The College of Osteopathic Medicine also worked tirelessly to be recognized with a 10-year accreditation extension, the best accreditation possible reserved for a handful of universities across the country. An accreditation extension of this magnitude will help attract the best and brightest students from all over.
That means more future doctors in the state to help alleviate Nevada’s need for physicians.
Touro’s School of Nursing also received 10-year accreditations for all four of its programs by the Commission on Collegiate Nursing Education, the best possible outcome they, too, could have achieved. These accreditation milestones reinforce Touro’s efforts to ensure that students have the tools and resources they need to excel as physicians and nurses in the workforce.
The university has enjoyed tremendous growth since opening as a new medical school to alleviate Nevada’s physician shortage in 2004. Since then, Touro has gone from a single class of 78 medical students to more than 1,500 students enrolled in a variety of programs including osteopathic medicine, physician assistant studies, education, nursing, occupational therapy, physical therapy, and medical health sciences.
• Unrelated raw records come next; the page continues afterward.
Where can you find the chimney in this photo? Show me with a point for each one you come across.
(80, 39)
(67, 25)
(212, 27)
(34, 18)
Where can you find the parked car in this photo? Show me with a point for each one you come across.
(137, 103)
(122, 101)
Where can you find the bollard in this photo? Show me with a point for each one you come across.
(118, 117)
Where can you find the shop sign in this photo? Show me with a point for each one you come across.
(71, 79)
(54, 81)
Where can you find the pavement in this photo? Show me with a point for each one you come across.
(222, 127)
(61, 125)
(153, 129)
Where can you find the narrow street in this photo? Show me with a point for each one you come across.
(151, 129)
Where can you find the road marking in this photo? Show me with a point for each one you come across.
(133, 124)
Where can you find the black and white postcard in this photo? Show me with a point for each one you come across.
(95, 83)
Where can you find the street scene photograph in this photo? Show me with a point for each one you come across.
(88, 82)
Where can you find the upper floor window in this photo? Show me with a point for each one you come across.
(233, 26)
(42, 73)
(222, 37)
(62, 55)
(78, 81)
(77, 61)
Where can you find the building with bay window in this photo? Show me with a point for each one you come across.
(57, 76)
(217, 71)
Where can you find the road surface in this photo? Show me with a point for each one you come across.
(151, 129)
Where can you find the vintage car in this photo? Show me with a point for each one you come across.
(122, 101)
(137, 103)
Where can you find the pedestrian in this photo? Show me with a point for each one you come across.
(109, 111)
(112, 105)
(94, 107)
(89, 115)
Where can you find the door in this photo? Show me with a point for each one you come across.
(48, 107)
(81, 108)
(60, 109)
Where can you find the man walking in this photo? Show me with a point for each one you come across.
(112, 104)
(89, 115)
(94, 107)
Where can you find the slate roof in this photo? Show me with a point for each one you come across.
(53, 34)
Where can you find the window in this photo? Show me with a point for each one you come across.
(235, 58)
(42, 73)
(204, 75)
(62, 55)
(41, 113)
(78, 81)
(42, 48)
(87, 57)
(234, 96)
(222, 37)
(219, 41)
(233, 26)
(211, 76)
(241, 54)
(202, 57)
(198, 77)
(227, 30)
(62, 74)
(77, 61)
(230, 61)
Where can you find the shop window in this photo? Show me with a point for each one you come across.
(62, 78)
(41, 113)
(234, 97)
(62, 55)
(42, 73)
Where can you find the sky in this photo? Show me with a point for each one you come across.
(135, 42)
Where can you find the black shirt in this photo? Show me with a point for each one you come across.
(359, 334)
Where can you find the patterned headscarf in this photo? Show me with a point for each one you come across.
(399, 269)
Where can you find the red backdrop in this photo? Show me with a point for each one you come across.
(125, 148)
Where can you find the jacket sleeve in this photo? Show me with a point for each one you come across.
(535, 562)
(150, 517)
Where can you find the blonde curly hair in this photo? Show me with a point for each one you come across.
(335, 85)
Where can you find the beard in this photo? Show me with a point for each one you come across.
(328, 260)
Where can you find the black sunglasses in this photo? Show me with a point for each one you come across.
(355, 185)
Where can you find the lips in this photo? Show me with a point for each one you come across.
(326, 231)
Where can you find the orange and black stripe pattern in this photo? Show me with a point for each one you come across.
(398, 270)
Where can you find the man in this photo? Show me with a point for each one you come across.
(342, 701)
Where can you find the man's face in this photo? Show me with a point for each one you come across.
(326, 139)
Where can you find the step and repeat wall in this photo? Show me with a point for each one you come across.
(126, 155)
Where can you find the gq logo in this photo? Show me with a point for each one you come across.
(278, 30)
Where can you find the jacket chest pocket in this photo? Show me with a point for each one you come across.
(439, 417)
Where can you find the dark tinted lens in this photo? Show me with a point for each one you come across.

Touro has also partnered with several organizations throughout Southern Nevada, including with the Engelstad Foundation and the Las Vegas Metropolitan Police Department to provide life-saving medical training and individual first aid kits to Metro officers and first responders. Metro leadership has attributed this partnership to saving numerous lives in the Las Vegas Valley.
The university is also home to the Michael Tang Regional Center for Clinical Simulation, the only accredited simulation center in the State of Nevada. In this space, Touro’s students are provided with an immersive simulation environment that offers hands-on learning opportunities that significantly enhance their medical education.
Physicians, nurses, and other health care professionals across the Las Vegas Valley have also utilized the Michael Tang Center to increase their knowledge and skills as they continue to provide the best possible patient care.
Even as Touro looks back on two decades of extraordinary progress that has led to hundreds of more physicians and health care professionals for the state of Nevada, Dr. Priest is reluctant to take his foot off the gas. As the Las Vegas Valley continues to grow, so must Touro.
“I want us to fortify what we already have,” he said. “Over the next 10 years, I can also see us expanding into areas that present market opportunities. What program could we start to help improve the efficiency or increase access to healthcare? Touro’s primary purpose is to educate more and more quality professionals and get more people to be seen by competent and compassionate health care providers.”
As the university continues its ascent into the future educating more doctors and health care professionals, Dr. Priest is never afraid to look back on how it used to be in Nevada, when his family first moved to Searchlight, desperate for an opportunity to succeed during one of the country’s darkest times.
While more than 3 million people call the state home, Dr. Priest still cherishes its small-town appeal. In his commitment to the health and wellbeing of all Southern Nevadans, he wants nothing more than to lead the charge as Touro continues to educate enough health care professionals to meet the demanding needs of a flourishing population.
“There is a real sense of community here, and if we can keep more of our graduates in Nevada, we’ll be able to make a massive impact on our community,” he said. “That’s what I’m most looking forward to.”